Study Guide: Midterm 1

Your NOTES! No really, your NOTES. Seriously, study your NOTES!

Your Homework. Please, please study your homework for the love of pete.

Trade under Supply and Demand

Equilibrium Price, Exports/Imports, Consumer and Producer Surplus

Adam Smith and Absolute Advantage

David Ricardo and Comparative Advantage

Trade under different labor productivity

Trade under constant cost (straight) PPFs

Terms of trade/Consumption Possibilities Frontier, Region of Mutual Advantage

Trade under “curvy” PPFs with Supply and Demand

Equilibrium relative prices, production and consumption calculation, gains from trade

Short run and long run effects of trade

Heckscher-Ohlin model

Stolper-Samuelson theory

Factor Price Equalization

Intra-Industry Trade

Gravity Model

Balanced vs. Biased growth

Rybczynski

Immersizing Growth

Growth and trade in reality, openness to trade

Book Questions and Essay Questions

Ch. 2: #11

Q2.1 Assume that there are only two countries in the world, Pacifica and Atlantica. Both countries produce and consume surfboards. The pre-trade price of surfboards in Atlantica is lower than the pre-trade price of surfboards in Pacifica. Draw a two-graph diagram to depict the Pacifica and Atlantica markets for surfboards illustrating the pre-trade price difference. Now assume that free trade opens up between Pacifica and Atlantica. Depict a plausible world price in the graphs. Using what you have learned about consumer and producer surplus, describe what happens to consumers and producers in each country as a result of the move to free trade. What happens to overall economic welfare in the two countries? Be sure to label and refer to the graphs in your answer.

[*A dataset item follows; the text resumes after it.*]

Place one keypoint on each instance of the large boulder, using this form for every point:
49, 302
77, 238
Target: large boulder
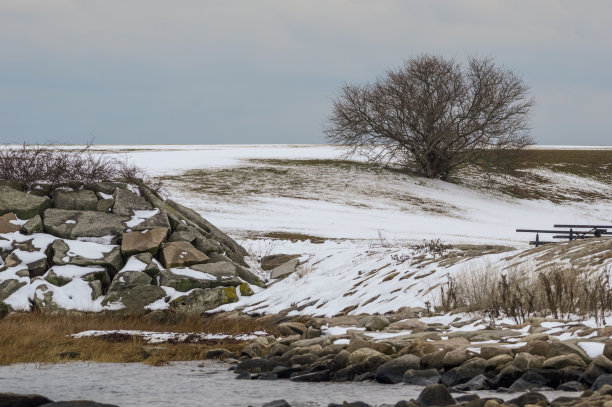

Q2.2 What is the logic of producing winter clothing in countries whose residents have very little demand for such clothing?

Ch. 3: #8

Q3.1 Suppose labor productivity in France is such that one hour of labor is required to produce one gallon of wine while two hours of labor are required to produce one pound of cheese. Assuming the availability of 1 million labor hours, draw a constant cost production possibilities curve for France with cheese on the vertical axis and wine on the horizontal axis. If France has a comparative advantage in the production of wine, show where France will produce on its production possibilities curve. If the free trade price of wine is two pounds of cheese per gallon, draw a trade line and use it to illustrate how France can gain from trade.

Ch. 4: #3

Q4.1 Explain how tastes or preferences can reverse the predictions made by the Heckscher-Ohlin trade model so that, for example, labor-abundant countries import labor-intensive goods.

Ch. 5: #9

Q5.1 Hollywoodland, being self-sufficient in most products, trades only two goods with the Rest of the World (ROW), movies and automobiles. Both of these goods are produced using skilled labor (L) and capital (K) with the returns to capital assumed to be the interest rate (r) and the returns to skilled labor being the wage rate (w). The production of automobiles is capital intensive relative to the production of movies and Hollywoodland is skilled-labor abundant relative to the ROW.

  1. State the Heckscher-Ohlin Theorem and use it to predict the pattern of trade between Hollywoodland and the ROW.
  1. If the price of imports coming into Hollywoodland were to rise, what would happen to the factor returns in Hollywoodland? State the theorem used to come up with your answer and briefly, the intuition behind the theorem.

Q5.2Outsourcing, the exporting of jobs from one country to another, was not an issue when the factor-price-equalization theory was developed. Does the existence of outsourcing change the implications of the theory? Why or why not?

Ch. 6: #9 – FYI, the 13th edition of the text and the 14th edition have different questions that test the same concept.

Q6.1 What is intra-industry trade? Is intra-industry trade consistent with the predictions of the Heckscher-Ohlin theory? Clearly explain why it is or is not consistent with Heckscher-Ohlin.

Ch. 7: #9

Q7.1 Explain the connection between openness to trade and economic growth in a country.